Dans Toï Toï II, album agrémenté de cinq nouveaux titres, Suzane parle d'écologie, de harcèlement de rue ou encore des attentats. "On vit dans un monde un peu brut", confie la native d'Avignon, aujourd'hui âgée de 30 ans. "On est quand même dans une génération où il se passe beaucoup de choses."
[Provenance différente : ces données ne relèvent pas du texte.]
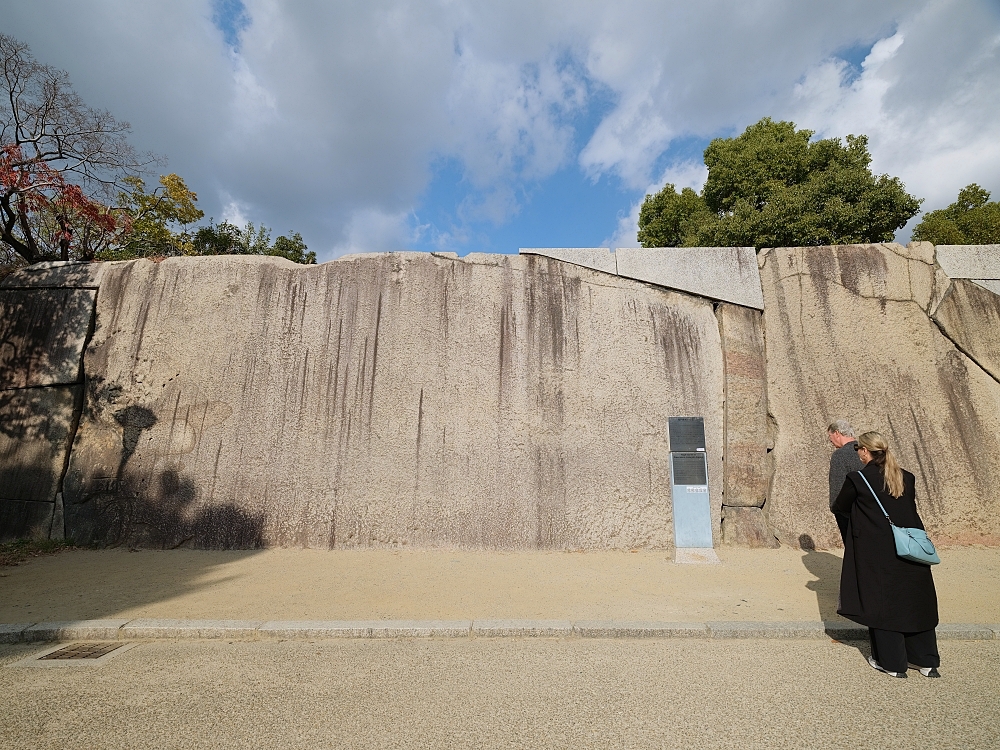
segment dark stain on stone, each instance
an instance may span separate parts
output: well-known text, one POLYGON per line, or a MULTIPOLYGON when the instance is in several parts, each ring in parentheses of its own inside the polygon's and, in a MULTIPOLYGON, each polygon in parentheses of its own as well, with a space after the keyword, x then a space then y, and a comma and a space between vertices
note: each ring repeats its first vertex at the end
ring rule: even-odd
MULTIPOLYGON (((878 246, 840 245, 836 248, 840 265, 840 283, 854 294, 861 296, 862 284, 866 279, 872 282, 875 293, 882 298, 885 311, 885 279, 889 271, 885 256, 878 246)), ((827 278, 832 278, 832 275, 827 278)))
POLYGON ((948 352, 944 361, 938 363, 938 386, 948 401, 952 439, 961 446, 957 453, 969 462, 980 497, 987 498, 992 497, 995 488, 1000 485, 1000 477, 993 476, 989 460, 991 455, 997 454, 997 438, 983 424, 973 407, 969 371, 964 360, 960 352, 948 352))
POLYGON ((834 256, 832 247, 804 247, 800 248, 802 259, 809 269, 809 283, 816 292, 816 298, 826 316, 826 323, 830 325, 833 317, 833 309, 830 307, 830 290, 827 284, 832 283, 836 278, 837 259, 834 256))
"Je ne dis pas que je ne décris que le sombre de notre société, mais j'aime aussi mettre des marqueurs", poursuit l'artiste, nommée dans la catégorie Artiste féminine de l'année aux prochaines Victoires de la musique. "Edith Piaf, Jacques Brel ou Barbara parlaient aussi de leur époque. Moi, cette époque-là, c'est la mienne. Il y a des crises, tout le temps. Le harcèlement, la condition des femmes, l'homophobie… Ce sont des choses qui me parlent."
Harcèlement, homophobie…
Le féminisme est l'un de ses principaux combats, avec en étendard sa chanson SLT et ses paroles très directes. "Hey salut bonne meuf, t'es vraiment très charmante / Tu sais j'te mangerais pour le 4 heures, t'es si appétissante / J'te ferai pas la bise mais si tu veux on peut baiser / Moi les p'tites meufs comme toi j'en ferai qu'une bouchée." Et derrière ces paroles semble se cacher une légère résignation : "J'ai l'impression qu'on libère notre parole, mais est-ce qu'on est assez écoutées ? Les artistes féminines françaises se sont toutes exprimées là-dessus. Quand on entend La Grenade de Clara Luciani, Balance Ton Quoi d'Angèle ou SLT que j'ai pu écrire… Chacune, on a une manière d'emmener ce sujet, de le traiter", décrit la chanteuse, par ailleurs engagée au sein du collectif féministe Nous Toutes.
Pour celle qui a quitté un emploi de serveuse dans un restaurant montpelliérain en 2014 pour tenter sa chance à Paris, la lutte contre l'homophobie est aussi l'un des combats à porter au travers de la musique. En témoigne son titre P'tit Gars : "Imaginez le fils prodige est un homo / Ils te regardent tous comme inconnu / Planté là dans le salon / "Alors c'est toi qui fait la fille ou le garçon ?" / T'es gêné, t'as capté dans les yeux de ta mère / Qu'elle se demande ce qu'elle a pu loupé pour faire un fils pédé." "Elle a été dure pour moi à écrire, cette chanson, parce que je savais qu'elle était importante", relate la chanteuse, émue, sur Europe 1. "Je savais que pour ce p'tit gars qui allait m'écouter, il fallait que je sois aussi puissante que la douleur qu'il peut ressentir quand il se sent seul."
Un constat sombre, mais pas de pessimisme pour autant, malgré une période plus propice que jamais au découragement : "C'est un espoir, le monde d'après. Est-ce qu'on va se serrer les coudes pour un monde meilleur ? On peut y arriver", croit-elle.